Jordan -- a professor of business at Western Connecticut State University -- bought her lighthouse (Goose Rocks, off Fox Island, Maine) for $27,000 in 2006, which Coastal Living magazine calls possibly the lowest amount for which a lighthouse has ever sold.

Jordan told ABC News that rehabilitating a lighthouse as a residence is not for the faint of heart. Her own job took more than five years and in excess of $100,000.

A would-be owner, she says, needs to be a dreamer with deep pockets.

“Buying a lighthouse is not like buying a home," she says. "It’s like having a ship that doesn’t move. I’m 12 miles off the coast. Not only do all your materials and supplies have to come by boat, they have to be pulled up by rope once they arrive.”

No matter how well you do your homework, she says, or how well you plan, “It’s going to be five times more expensive than you think and take five times as long.”

Life-saving lighthouse keeper honored

Bad weather -- not always predictable -- can further complicate logistics.

“Paint doesn’t cure in the fog; and there are days here when you can’t see your hand in front of your face, it’s so foggy -- days when you can’t get to or from the lighthouse,” she says.
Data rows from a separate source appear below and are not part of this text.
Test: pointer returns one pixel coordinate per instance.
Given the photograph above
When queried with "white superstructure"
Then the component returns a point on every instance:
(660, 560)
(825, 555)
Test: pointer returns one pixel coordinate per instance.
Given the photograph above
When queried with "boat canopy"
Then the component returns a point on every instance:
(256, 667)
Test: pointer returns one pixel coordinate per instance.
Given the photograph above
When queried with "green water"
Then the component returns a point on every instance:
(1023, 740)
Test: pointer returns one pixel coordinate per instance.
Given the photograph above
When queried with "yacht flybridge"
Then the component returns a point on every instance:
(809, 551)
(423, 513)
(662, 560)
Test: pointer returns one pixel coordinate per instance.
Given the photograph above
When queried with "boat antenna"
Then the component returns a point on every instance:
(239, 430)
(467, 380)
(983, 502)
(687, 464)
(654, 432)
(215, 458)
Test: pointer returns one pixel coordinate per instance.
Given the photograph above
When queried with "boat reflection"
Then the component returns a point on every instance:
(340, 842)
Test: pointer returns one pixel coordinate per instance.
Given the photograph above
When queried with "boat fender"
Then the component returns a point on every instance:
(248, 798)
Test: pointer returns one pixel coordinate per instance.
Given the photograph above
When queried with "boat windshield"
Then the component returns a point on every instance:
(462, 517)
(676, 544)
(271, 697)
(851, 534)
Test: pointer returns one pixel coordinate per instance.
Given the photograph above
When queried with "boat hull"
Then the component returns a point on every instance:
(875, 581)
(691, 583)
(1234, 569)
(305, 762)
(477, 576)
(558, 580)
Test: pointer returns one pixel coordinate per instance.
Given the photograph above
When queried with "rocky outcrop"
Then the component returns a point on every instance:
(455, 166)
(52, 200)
All lighthouses, she adds, are on National Register of Historic Places, meaning the owner needs to get the permission of a state’s preservation experts before doing work or making changes.

Jordan says she’s still in love with her lighthouse -- but not because of the financial return she might ever see. The pool of potential buyers is tiny. Of all the more-than-20 lighthouses the GSA has sold to private buyers since 2000, none has come up for re-sale.

“You can’t flip it like real estate,” she says.

Further, in a lender’s eyes, a lighthouse is a private possession, like a boat. So, you can forget about getting a mortgage.

James Hyland, founder and president of the Lighthouse Preservation Society, tells ABC News he is familiar with the two Maine lighthouses that have come up for auction. He calls both of them difficult to access, owing to their distance from the coast.

“They’re high maintenance,” he says. “They’re expensive, and you’d be taking your life in your hands just getting out and back.”

Still, he adds, somebody with enough money and enough patience could wind up with a residence both unique and spectacular. Last year, he says, the GSA sold Graves Light in Boston Harbor for $1 million (which, the GSA confirms, is the highest price paid to date for a lighthouse).

“It’s windswept,” says Hyland. “It’s dangerous. But from it, you can see the entire Boston skyline. It’s got a million-dollar view.”